To put this simply, California is majority Democratic, but not majority liberal. While some well-meaning activists on the left see this as an opportunity to install a social democratic economic system in the biggest state in the U.S., there remains an aggressive and electorally viable plurality that does not believe the conservative revolution is over yet.
There are technocratic debates that need to be had, of course, but they won't happen here (or on any other blog). Rather than seeing progressive Democrats and moderate Democrats go at one another's throats, I would like to see them rally behind what I believe is their unifying value which generates California's Democratic majority.
Namely, the political system should put the preferences of the welfare state before the preferences of the tax structure.
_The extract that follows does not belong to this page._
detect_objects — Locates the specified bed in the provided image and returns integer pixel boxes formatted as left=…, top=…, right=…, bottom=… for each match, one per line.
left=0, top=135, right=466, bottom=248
What I mean is, the purpose of democracy should be to measure the types and levels of government service demanded by the people, then it is the responsibility of elected officials to extract the revenue necessary to meet those demands. To reverse that model as conservatives do - measure the people's tax preferences then design the government structure that is affordable under that preference - devalues democratic government.
Government of the people is more than a cost-benefit analysis or a necessary evil, it is an open-source forum, the first, final, and only arena where the differences among individuals and communities can be resolved through passionate discourse instead of political violence.* It is the closest we have to a society-wide family, and like your family it is more than the sum of its economic parts.
*The space between those two is often narrow but it always exists, it must exist.